No matter what, there was love. No matter the situation, there was love. It was truly till death do they part. It has been a year now yesterday. It still hurts like the beginning. I cried so much, but life, life moves forward; whether you cry or not.
This has been quite the year… the struggle is real, but my God is more real, and I know that He watches over me, and my family.
One more week left in this journey, it has been a long task, but one I can see my healing beginning. It will take a bit, I just needed a start. I love you mom.
It was a beautiful day, the geese and ducks were full of bread, and this was a great shot of mom and jr, time just enjoying what they enjoy… time together at their favorite fishing hole. I miss this. Much love mom.
Today, would have been my mom’s 67th Birthday. Today, I get to remember her. Today, I get to show photos of her; today.
This photo represents my family, brother and sister, and mom. May you rest in peace, and eternally know how much you are missed. Much love mom.
Mom in her younger years… she smoked for a long time, and I was happy when she finally stopped at age 43, of course it took a heart attack to make it happen. My mom was caring, she would give you the shirt off her back, or her last. But never mistake that caring, or kindness for a weaknesd. She would shut you down in a cowboy second. As I have stated, my mom was the strongest person I have known in my life. May you rest in peace strong woman. I love and miss you.
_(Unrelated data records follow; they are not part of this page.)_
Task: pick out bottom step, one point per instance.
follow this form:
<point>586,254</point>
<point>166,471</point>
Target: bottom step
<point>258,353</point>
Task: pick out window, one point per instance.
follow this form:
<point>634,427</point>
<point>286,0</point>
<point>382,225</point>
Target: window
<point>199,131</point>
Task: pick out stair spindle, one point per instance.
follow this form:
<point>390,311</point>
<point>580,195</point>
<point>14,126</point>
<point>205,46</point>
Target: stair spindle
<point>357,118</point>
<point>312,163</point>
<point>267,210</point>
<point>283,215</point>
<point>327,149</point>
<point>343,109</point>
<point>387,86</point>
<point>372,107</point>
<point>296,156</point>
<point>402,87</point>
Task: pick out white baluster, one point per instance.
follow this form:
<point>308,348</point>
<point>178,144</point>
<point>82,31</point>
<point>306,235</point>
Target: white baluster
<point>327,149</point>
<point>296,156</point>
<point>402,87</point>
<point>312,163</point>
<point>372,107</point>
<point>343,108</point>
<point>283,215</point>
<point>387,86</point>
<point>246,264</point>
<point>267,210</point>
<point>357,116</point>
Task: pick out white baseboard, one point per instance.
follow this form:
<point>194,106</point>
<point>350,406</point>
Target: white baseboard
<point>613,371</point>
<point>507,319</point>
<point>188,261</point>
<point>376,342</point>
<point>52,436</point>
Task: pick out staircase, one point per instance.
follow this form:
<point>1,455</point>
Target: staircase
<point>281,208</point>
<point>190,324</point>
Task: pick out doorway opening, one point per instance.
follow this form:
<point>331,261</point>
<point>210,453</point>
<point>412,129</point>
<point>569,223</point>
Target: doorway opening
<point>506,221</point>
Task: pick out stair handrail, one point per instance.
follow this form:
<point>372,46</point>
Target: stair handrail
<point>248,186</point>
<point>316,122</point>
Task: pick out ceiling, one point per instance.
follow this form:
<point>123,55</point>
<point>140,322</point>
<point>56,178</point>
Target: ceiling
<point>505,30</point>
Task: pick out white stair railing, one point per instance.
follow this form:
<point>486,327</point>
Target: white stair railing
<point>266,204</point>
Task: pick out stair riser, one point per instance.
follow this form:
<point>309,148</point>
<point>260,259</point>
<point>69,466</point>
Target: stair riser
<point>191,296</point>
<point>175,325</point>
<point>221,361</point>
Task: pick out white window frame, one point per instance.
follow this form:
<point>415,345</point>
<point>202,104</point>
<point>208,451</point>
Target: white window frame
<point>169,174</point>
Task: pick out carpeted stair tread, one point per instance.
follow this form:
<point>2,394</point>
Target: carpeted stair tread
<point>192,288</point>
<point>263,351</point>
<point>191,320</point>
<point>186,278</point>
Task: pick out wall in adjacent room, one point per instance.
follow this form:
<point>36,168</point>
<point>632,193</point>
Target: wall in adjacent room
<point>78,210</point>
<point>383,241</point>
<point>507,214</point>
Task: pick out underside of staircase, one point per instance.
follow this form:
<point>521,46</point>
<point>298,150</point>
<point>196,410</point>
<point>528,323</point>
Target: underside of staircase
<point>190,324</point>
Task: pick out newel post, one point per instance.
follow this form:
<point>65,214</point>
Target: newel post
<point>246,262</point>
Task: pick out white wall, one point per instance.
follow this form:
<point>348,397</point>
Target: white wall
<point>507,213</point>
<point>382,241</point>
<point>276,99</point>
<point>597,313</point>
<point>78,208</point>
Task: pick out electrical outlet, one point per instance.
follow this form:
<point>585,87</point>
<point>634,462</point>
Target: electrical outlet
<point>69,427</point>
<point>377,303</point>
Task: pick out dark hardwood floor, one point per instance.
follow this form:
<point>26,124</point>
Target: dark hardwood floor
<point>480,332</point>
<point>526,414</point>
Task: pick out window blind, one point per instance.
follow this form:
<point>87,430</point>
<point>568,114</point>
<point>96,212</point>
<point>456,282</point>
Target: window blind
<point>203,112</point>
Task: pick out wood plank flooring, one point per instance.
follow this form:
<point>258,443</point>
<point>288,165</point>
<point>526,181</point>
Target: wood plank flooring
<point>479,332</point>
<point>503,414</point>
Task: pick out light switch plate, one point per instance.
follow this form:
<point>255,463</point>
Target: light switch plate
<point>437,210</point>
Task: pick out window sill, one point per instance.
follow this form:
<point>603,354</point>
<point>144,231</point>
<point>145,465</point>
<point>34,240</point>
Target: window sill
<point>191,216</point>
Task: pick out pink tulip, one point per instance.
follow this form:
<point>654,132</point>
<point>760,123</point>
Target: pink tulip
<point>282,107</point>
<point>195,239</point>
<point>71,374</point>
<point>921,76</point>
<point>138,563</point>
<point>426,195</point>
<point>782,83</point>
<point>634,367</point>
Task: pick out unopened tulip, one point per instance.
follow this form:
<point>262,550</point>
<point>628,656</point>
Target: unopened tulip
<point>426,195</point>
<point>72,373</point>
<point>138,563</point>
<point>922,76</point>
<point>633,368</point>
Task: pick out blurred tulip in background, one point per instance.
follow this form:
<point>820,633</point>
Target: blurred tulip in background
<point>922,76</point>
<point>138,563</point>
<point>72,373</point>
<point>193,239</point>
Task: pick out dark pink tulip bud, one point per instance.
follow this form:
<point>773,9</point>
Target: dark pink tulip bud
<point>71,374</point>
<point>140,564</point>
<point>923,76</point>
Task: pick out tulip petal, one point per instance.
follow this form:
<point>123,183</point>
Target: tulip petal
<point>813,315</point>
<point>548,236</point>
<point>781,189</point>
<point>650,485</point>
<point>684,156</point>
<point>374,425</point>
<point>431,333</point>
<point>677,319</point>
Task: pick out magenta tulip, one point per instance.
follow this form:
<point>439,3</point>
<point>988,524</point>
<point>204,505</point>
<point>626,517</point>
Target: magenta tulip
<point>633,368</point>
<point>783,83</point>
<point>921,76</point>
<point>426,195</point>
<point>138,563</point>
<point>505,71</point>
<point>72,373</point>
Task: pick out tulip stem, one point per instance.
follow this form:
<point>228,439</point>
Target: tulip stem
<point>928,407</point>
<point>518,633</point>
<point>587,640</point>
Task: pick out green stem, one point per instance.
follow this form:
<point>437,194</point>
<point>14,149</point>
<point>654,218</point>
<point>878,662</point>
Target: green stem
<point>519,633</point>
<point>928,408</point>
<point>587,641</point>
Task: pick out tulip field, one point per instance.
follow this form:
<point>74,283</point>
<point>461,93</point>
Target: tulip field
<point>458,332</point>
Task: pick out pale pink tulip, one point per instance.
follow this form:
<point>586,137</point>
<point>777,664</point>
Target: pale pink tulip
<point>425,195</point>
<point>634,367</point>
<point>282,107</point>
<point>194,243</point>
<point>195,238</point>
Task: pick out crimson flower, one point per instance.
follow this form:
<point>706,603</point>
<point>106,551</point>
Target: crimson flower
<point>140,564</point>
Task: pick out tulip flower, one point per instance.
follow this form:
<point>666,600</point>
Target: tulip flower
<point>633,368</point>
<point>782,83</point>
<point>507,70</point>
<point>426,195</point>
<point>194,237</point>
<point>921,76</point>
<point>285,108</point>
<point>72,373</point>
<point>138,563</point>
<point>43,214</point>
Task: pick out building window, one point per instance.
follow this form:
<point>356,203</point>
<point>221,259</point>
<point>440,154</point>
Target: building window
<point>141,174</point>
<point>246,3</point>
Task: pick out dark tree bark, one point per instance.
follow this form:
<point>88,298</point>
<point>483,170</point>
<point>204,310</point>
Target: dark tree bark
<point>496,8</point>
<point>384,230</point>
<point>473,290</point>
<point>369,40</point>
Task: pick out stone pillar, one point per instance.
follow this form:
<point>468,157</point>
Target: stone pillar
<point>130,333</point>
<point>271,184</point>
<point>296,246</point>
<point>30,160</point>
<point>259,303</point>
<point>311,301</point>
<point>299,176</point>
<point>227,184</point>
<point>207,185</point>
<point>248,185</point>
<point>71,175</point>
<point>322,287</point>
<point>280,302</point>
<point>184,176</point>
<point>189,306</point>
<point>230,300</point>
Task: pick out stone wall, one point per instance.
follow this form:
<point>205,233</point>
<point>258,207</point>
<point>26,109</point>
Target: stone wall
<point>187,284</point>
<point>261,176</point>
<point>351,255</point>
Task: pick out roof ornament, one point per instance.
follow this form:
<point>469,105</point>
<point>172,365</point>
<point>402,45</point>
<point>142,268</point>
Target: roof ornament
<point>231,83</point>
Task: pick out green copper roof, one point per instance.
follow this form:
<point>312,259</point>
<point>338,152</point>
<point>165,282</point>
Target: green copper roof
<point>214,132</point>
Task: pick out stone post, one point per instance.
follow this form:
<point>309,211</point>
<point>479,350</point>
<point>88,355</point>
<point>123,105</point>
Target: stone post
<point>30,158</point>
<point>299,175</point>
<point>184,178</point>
How I miss mom’s smile. But life goes on right. Just another day of her feeling like she was on top of the world. Always a good time spent. I am so blessed, that we got the time as mother and daughter spent. Much love mom.
I did love how she started to love getting her photo taken. I was always the photographer. It was cool of course. How I miss this. Life goes on…
A photo from my phone, that I had taken a couple years back. My dad and half sister, we share the same dad, but different mothers, came down from Cali for my birthday. Mom on the right, it was a good day, I miss you mom, its getting to be that time of the year.